Friday, 14 December 2012

Mammy Moo Cow

On today’s edition of old Public Domain Cartoons, we take you back to exciting days in old New York, where the Fleischer studio had Betty Boop and the Van Beuren studio responded with its own female character.

Yes, Molly Moo Cow.

Molly, in her four pictures, just wanted to be loved. Instead, she was callously shoved off the screen in 1936 because the people at RKO, for some reason, decided they’d rather release cartoons with Mickey Mouse, Donald Duck and Goofy than a child-like cow. The Van Beuren studio closed forever. Fortunately, some of its artists jumped ship before that happened. One of them was Joe Barbera, whose autobiography reveals what it was like to work with dear old Molly:
The model sheet, which establishes the look, shape and even dimensions for each character, and which is so essential to professional animation, was unknown at Van Beuren.
This meant that even a simplistic, homely character like Gillette’s real winner, Molly Moo Cow, given to thirteen animators, would emerge as thirteen different cows. Rubber- legged and amorphous to begin with, Molly would go through a most disquieting process of metamorphosis when the work of these thirteen animators was cut together into what was supposedly a single five-minute cartoon. … With a staff of about 150, the organizational chaos at Van Beuren was a serious problem, but the worse fault was exemplified by the very idea of Molly Moo Cow herself. This was the best character they could come up with? I mean, what can you do with a cow? It isn't intelligent. It certainly isn't beautiful — except to a farmer or a bull. It is sedentary rather than lively, and, even with rubber legs, it doesn’t move in interesting ways or in a way that allows much range or variety of action. As animated characters, cows do not work.
One has to wonder how accurate Barbera’s memory was. Model sheets certainly were known at Van Beuren at that time and several have been reproduced in books. Furthermore, models of Molly and her co-stars were registered with the U.S. Government Copyright Office on October 19, 1935.

It may seem odd to compare Van Beuren of 1936 to the acclaimed UPA studio 20 years later but they had something in common—both seemed to feel art was the only thing that counted.
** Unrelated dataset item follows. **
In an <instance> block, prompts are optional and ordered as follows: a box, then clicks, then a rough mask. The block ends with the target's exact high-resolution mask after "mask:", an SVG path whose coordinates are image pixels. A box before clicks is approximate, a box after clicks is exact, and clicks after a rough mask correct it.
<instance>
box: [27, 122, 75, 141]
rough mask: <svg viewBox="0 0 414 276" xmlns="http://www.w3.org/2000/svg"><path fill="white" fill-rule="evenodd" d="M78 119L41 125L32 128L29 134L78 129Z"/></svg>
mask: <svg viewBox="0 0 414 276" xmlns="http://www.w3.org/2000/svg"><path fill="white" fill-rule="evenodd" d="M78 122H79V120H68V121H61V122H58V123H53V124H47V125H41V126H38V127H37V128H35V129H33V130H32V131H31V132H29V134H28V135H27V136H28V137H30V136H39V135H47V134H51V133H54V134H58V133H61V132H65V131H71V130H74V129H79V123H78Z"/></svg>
Story? Who cares! And that’s the problem with Molly. Director Burt Gillett was probably delighted that Molly could twist and turn and frown at the command of Carlo Vinci’s pencil—and could point to the fact that the animation at the studio got better after he took charge. But the audience doesn’t care if Molly can do a 180 on screen better than Cubby Bear a few years earlier. They want to be engaged with the characters and that simply doesn’t happen. All they’re seeing is personality animation with no personality.

Molly’s final adventure was “Molly Moo Cow and Robinson Crusoe.” Gillett and Tom Palmer inject a song and Win Sharples provides a nice score but there’s no point to most of the cartoon and the main characters simply aren’t likeable.

And then there’s the problem of cannibals. You just can’t show them in cartoons any more.

Oh, and the cartoon ends with Molly in blackface imitating Al Jolson and Robinson calls her “Friday.” Jolson was acclaimed as the world’s greatest entertainer in his day. Molly was not.

The death of the Van Beuren studio didn’t really kill Molly. Her films were seen on television in the early ‘50s before being shoved aside by better old theatricals and then TV cartoons—including some made by a chap named Barbera. But when television didn’t want her, public domain video tapes and DVDs did. The copies of the prints aren’t that great, but the curious can still see Van Beuren’s female star in action.